Area scouts, the ground-level talent evaluators who see the players most often, gather as much medical information as possible on potential picks from coaches, players, advisors and the scouting bureau. Players’ camps can be tight-lipped, Kline said, but “in the end, it’s our responsibility to find out whatever we can about that player.” A team’s doctor can’t perform a physical until after a player is drafted.
“We do know and we better know everything about that player,” Rizzo said. “We’ve seen these guys for a number of years. The area scouts are the anchor of our scouting department. They know the ins and outs of every player in their territory.
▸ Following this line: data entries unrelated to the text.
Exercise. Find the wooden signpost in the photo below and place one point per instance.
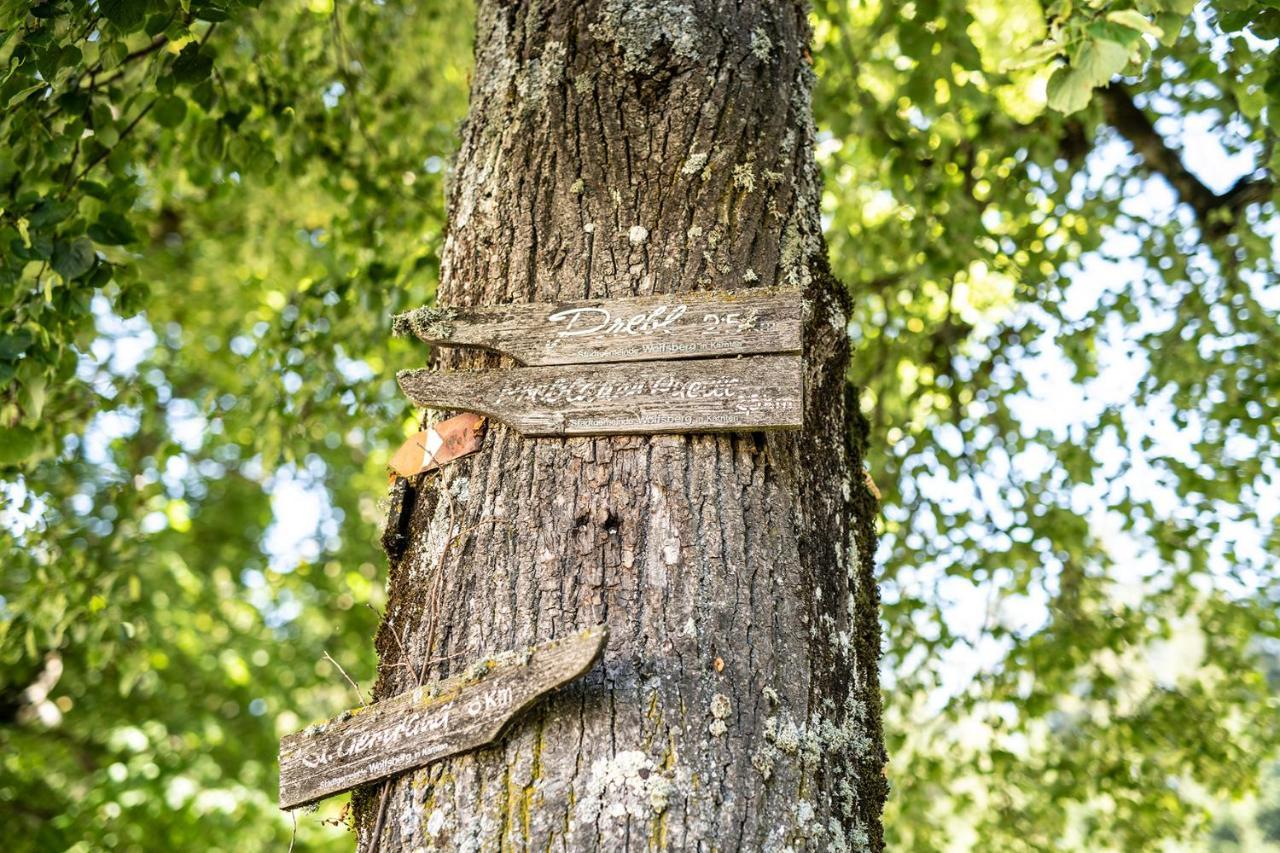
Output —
(444, 442)
(430, 723)
(709, 395)
(647, 328)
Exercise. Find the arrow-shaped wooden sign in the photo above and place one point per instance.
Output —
(709, 395)
(430, 723)
(645, 328)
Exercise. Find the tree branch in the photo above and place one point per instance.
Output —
(1216, 213)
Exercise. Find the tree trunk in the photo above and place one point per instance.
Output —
(622, 147)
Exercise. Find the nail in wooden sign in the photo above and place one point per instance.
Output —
(430, 723)
(647, 328)
(430, 448)
(711, 395)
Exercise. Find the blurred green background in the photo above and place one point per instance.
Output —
(209, 211)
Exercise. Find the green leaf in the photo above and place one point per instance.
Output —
(14, 343)
(126, 14)
(112, 229)
(169, 110)
(17, 443)
(1134, 19)
(192, 65)
(1101, 59)
(73, 259)
(1069, 90)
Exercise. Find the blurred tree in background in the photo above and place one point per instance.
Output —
(1059, 227)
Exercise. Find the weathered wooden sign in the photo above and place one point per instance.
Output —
(430, 723)
(647, 328)
(444, 442)
(711, 395)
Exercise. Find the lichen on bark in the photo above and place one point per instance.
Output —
(668, 147)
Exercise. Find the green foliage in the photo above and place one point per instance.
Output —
(1043, 555)
(210, 210)
(169, 163)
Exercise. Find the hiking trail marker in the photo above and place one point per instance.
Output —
(704, 395)
(430, 723)
(645, 328)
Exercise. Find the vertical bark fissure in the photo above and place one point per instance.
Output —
(617, 147)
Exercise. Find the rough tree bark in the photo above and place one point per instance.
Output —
(621, 147)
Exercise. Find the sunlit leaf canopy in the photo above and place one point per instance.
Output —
(1059, 226)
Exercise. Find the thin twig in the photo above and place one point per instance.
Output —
(382, 817)
(353, 685)
(106, 153)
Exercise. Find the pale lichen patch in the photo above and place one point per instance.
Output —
(643, 30)
(762, 46)
(627, 785)
(425, 323)
(694, 163)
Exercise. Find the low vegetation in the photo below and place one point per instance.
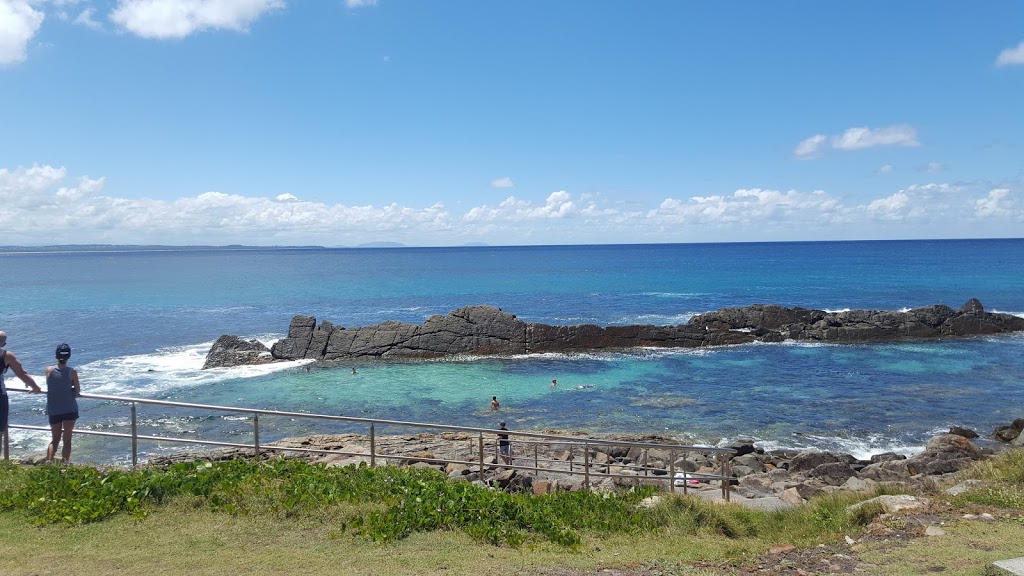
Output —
(315, 512)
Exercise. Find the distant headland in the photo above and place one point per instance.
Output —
(487, 330)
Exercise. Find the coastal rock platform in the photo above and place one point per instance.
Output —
(757, 478)
(488, 330)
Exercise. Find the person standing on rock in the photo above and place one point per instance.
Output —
(504, 446)
(7, 360)
(61, 391)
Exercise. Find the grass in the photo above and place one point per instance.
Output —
(290, 517)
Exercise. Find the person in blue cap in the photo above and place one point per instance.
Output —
(62, 391)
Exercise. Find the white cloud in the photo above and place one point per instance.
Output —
(18, 24)
(810, 148)
(858, 138)
(750, 207)
(178, 18)
(85, 18)
(1011, 56)
(558, 205)
(930, 202)
(46, 205)
(932, 167)
(999, 203)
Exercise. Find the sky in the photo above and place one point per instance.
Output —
(454, 122)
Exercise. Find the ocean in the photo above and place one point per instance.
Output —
(140, 322)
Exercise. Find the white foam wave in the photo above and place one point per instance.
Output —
(167, 369)
(860, 448)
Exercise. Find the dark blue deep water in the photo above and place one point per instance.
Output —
(141, 321)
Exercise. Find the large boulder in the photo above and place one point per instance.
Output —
(488, 330)
(294, 346)
(232, 351)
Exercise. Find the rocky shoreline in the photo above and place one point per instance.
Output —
(488, 330)
(758, 479)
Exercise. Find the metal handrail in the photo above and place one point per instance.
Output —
(571, 442)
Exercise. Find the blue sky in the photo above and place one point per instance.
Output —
(441, 123)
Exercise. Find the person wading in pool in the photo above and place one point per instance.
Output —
(61, 391)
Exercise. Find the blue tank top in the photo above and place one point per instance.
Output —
(60, 392)
(3, 368)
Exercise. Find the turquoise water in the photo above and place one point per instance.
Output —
(140, 323)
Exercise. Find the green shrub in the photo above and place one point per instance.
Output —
(404, 500)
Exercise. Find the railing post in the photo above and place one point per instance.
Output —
(134, 437)
(256, 436)
(537, 461)
(725, 476)
(480, 439)
(672, 472)
(586, 464)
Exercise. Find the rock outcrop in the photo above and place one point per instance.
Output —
(232, 351)
(488, 330)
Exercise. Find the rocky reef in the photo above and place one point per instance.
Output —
(488, 330)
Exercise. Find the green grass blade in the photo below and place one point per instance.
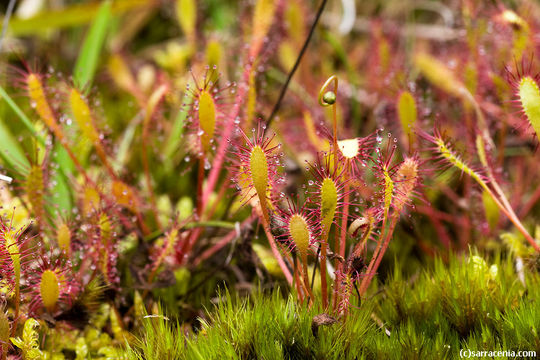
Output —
(10, 151)
(86, 65)
(173, 141)
(21, 115)
(74, 15)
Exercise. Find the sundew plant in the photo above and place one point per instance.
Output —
(269, 179)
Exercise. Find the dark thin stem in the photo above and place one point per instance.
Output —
(296, 64)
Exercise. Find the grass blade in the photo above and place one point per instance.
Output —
(86, 65)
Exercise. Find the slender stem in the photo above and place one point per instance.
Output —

We have the health histories, the physiological testing and a myriad of other checkpoints before we consider taking a player.”
When it comes to picking the player, the Nationals have to make a calculated risk and weigh many factors. “To break a tie, if you’re thinking about taking a healthy player and a hurt player, the hurt player would have to be 10 shoulders better than the other guy,” Kline said.
Some officials within the organization would prefer to avoid picking an injured pitcher passed over by other teams. As a result, the Nationals instead could select a hitter, and they have scouted many, including switch-hitting junior first baseman Casey Gillaspie (Wichita State) and left-handed-hitting first baseman A.J. Reed (Kentucky), both regarded as mid-to-late first-round talents. Gillaspie, the son of former all-American Mark and brother of Chicago White Sox third baseman Conor, hit 15 home runs and had a 1.202 on-base-plus-slugging percentage this season. Reed, a junior, led NCAA Division I baseball with 23 home runs and a .735 slugging percentage in the regular season.
The Nationals may have a dearth of left-handed power hitters in the system, but they insist their decisions Thursday will be motivated by selecting the best player possible, while also weighing the injury considerations.
“We never go need,” Rizzo said. “I’ve never drafted for need since I’ve been doing this. It is best player available that gives us the best chance to have an impactful player in every round.”